今回の記事では、長文読解をするうえで非常に有用な英文法上の考え方をご紹介します。
「英文法」としては、この切り口ではあまり習わないので、知らない方も多いかもしれません。しかし、知っているのと知らないのとでは、英文解釈のスムーズさに大きな差が出ます。
具体的には、関係代名詞の省略を見抜けるか否かに大きくかかわってきます。大事なことですから、ぜひ最後まで読んでいってください。
それでは、名詞と名詞が連続する例を見ていきましょう。
~名詞と名詞が連続する例~
SVOO,SVOC
まずは、もっともよくある例から。第4文型、第5文型です。
SVOO,SVOCのOO,OCの部分が名詞連続になります。(Oは名詞のみ。Cは名詞か形容詞)

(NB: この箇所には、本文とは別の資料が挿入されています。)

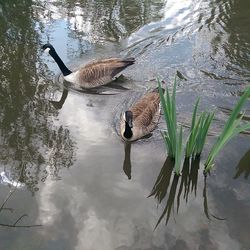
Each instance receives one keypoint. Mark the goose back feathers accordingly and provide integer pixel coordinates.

これらの文型をとる動詞は決まっていますから、動詞リストを覚えることで第4文型・第5文型であることを見抜くことができます。(実際には、リストを覚えなくても意味グループで判別できます)
第4文型をとる動詞(授与型の動詞等)
- SVO + to~に書き換えできるもの:give, lend, show, hand, offer, pass, pay, sell, send, teach, tell, feed, write, promise, owe
- SVO + for~に書き換えできるもの:buy, cook, bake, find, make, choose, get, leave, sing, save, read
- SVO + of~に書き換えできるもの:ask
- 奪う系の動詞:cost, take, charge
なお、1と2の見分けも入試問題で頻出ですが、
1の「SVO+to~に書き換えできる動詞」は、「相手がいないとその行為自体が成り立たない動詞」
2の「SVO+for~に書き換えできる動詞」は、「相手がいなくてもその行為自体は実現可能な動詞」
として見分けることができます。
第5文型をとる動詞
OがCだと思う・信じる系
| think O (to be) C | OがCだと見なす・思う |
| consider O (to be) C | OがCだと見なす・思う |
| find O (to be) C | OがCだとわかる |
| believe O (to be) C | OがCだと信じる |
| prove O (to be) C | OがCだと証明する |
※to beは省略可
呼び・名付け系
| call O C | OをCと呼ぶ |
| name O C | OをCと名づける |
以上に挙げた動詞の場合には、動詞のあとに名詞と名詞が連続できますから、覚えておきましょう。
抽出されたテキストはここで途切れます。